12
votes

My understanding is that in Kubernetes, when using the Horizontal Pod Autoscaler, if the targetCPUUtilizationPercentage field is set to 50%, and the average CPU utilization across all the pod's replicas is above that value, the HPA will create more replicas. Once the average CPU drops below 50% for some time, it will lower the number of replicas.

Here is the part that I am not sure about:
What if the CPU utilization on a pod is 10%, not 0%?Will HPA still terminate the replica?
10% CPU isn't much, but since it's not 0%, some task is currently running on that pod. If it's a long lasting task (several seconds) and HPA decides to terminate the pod, that task will not be finished.

Does the HPA terminate pods only if the CPU utilization on them is 0% or does it terminate them whenever it sees that the value is below targetCPUUtilizationPercentage?

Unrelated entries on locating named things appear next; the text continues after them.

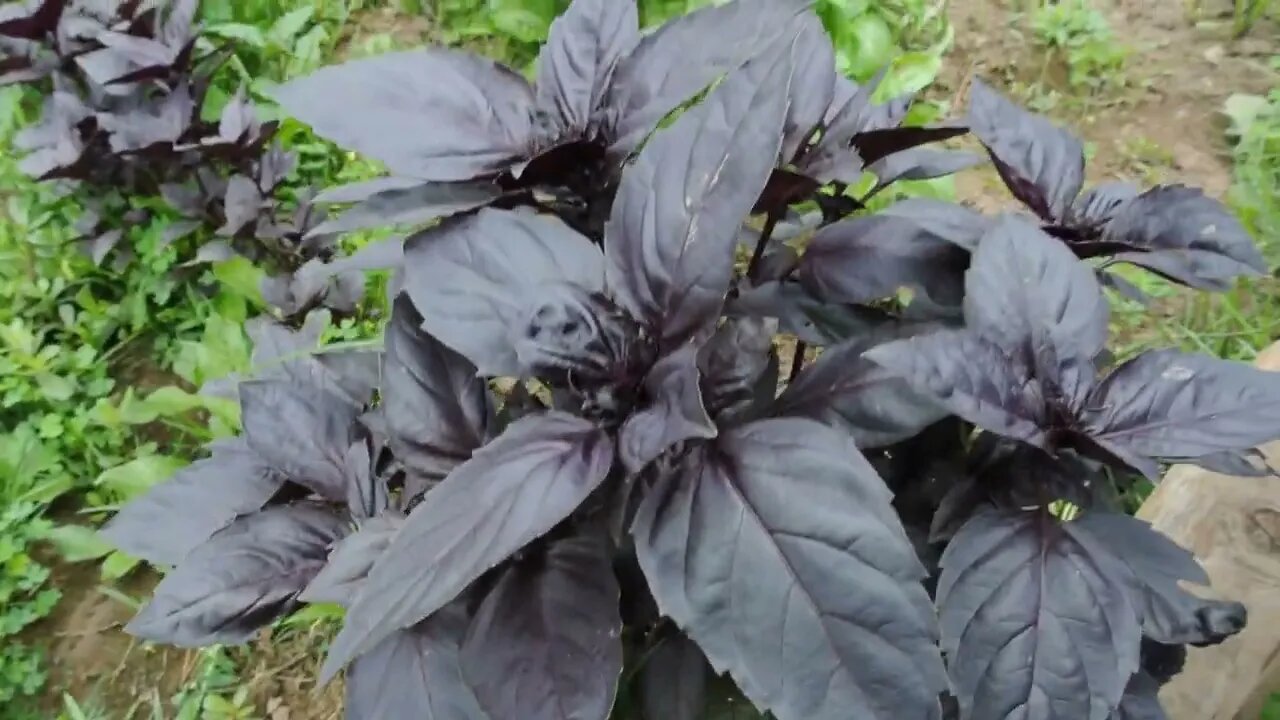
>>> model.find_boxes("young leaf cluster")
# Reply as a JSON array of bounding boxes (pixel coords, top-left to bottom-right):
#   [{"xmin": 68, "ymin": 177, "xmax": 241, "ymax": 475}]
[
  {"xmin": 106, "ymin": 0, "xmax": 1280, "ymax": 720},
  {"xmin": 0, "ymin": 0, "xmax": 364, "ymax": 315}
]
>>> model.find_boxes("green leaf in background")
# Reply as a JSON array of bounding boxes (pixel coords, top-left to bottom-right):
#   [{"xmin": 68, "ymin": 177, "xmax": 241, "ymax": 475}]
[
  {"xmin": 102, "ymin": 550, "xmax": 142, "ymax": 582},
  {"xmin": 44, "ymin": 525, "xmax": 115, "ymax": 562},
  {"xmin": 266, "ymin": 5, "xmax": 315, "ymax": 47},
  {"xmin": 93, "ymin": 455, "xmax": 187, "ymax": 500}
]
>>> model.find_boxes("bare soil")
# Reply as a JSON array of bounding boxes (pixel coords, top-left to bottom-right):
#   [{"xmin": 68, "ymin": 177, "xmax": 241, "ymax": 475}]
[{"xmin": 28, "ymin": 0, "xmax": 1280, "ymax": 720}]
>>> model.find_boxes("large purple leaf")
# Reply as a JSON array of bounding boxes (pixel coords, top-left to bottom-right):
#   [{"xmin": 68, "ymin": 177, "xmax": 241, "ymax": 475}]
[
  {"xmin": 461, "ymin": 537, "xmax": 622, "ymax": 720},
  {"xmin": 1102, "ymin": 184, "xmax": 1267, "ymax": 290},
  {"xmin": 536, "ymin": 0, "xmax": 640, "ymax": 133},
  {"xmin": 618, "ymin": 345, "xmax": 716, "ymax": 473},
  {"xmin": 964, "ymin": 215, "xmax": 1110, "ymax": 370},
  {"xmin": 381, "ymin": 295, "xmax": 494, "ymax": 479},
  {"xmin": 346, "ymin": 601, "xmax": 486, "ymax": 720},
  {"xmin": 879, "ymin": 196, "xmax": 995, "ymax": 252},
  {"xmin": 125, "ymin": 503, "xmax": 348, "ymax": 647},
  {"xmin": 640, "ymin": 633, "xmax": 712, "ymax": 720},
  {"xmin": 101, "ymin": 437, "xmax": 284, "ymax": 565},
  {"xmin": 937, "ymin": 510, "xmax": 1142, "ymax": 720},
  {"xmin": 782, "ymin": 12, "xmax": 836, "ymax": 163},
  {"xmin": 1074, "ymin": 512, "xmax": 1245, "ymax": 644},
  {"xmin": 275, "ymin": 49, "xmax": 534, "ymax": 181},
  {"xmin": 863, "ymin": 331, "xmax": 1046, "ymax": 445},
  {"xmin": 607, "ymin": 0, "xmax": 809, "ymax": 155},
  {"xmin": 796, "ymin": 215, "xmax": 969, "ymax": 305},
  {"xmin": 1083, "ymin": 350, "xmax": 1280, "ymax": 468},
  {"xmin": 404, "ymin": 209, "xmax": 604, "ymax": 375},
  {"xmin": 632, "ymin": 418, "xmax": 946, "ymax": 720},
  {"xmin": 321, "ymin": 413, "xmax": 613, "ymax": 679},
  {"xmin": 773, "ymin": 337, "xmax": 947, "ymax": 448},
  {"xmin": 969, "ymin": 79, "xmax": 1084, "ymax": 220},
  {"xmin": 239, "ymin": 380, "xmax": 357, "ymax": 502},
  {"xmin": 298, "ymin": 511, "xmax": 404, "ymax": 607},
  {"xmin": 604, "ymin": 43, "xmax": 791, "ymax": 346}
]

How does HPA decide which pods to remove?
Thank you!

1
Hi, as I understand HPA use a relative value to decide whether to increase the number of replicas or not. I have attached the link for further explanation. github.com/kubernetes/community/blob/master/contributors/…Suresh Vishnoi

1 Answers

18
votes

So you have two questions in there and let me address one by one. The first part - if a pod in a replica set is consuming let's say 10% then will Kubernetes kill that pod? The answer is Yes. Kubernetes is not looking at the individual pods but at an average of that metric across all pods in that replica set. Also the scaling down is gradual as explained here

The second part of the question - how does your application behave gracefully when a pod is about to be killed and it is still serving some requests? This can be handled by the grace period of the pod termination and even better if you implement a PreStop hook - which will allow you to do something like stop taking incoming requests but process existing requests. The implementation of this will vary based on the language runtime you are using, so I won't go in the details here.

Lastly - one scenario you should consider is what if VM on which pod was running goes down abruptly - you have no chance to execute PreStop hook! I think the application needs to be robust enough to handle failures.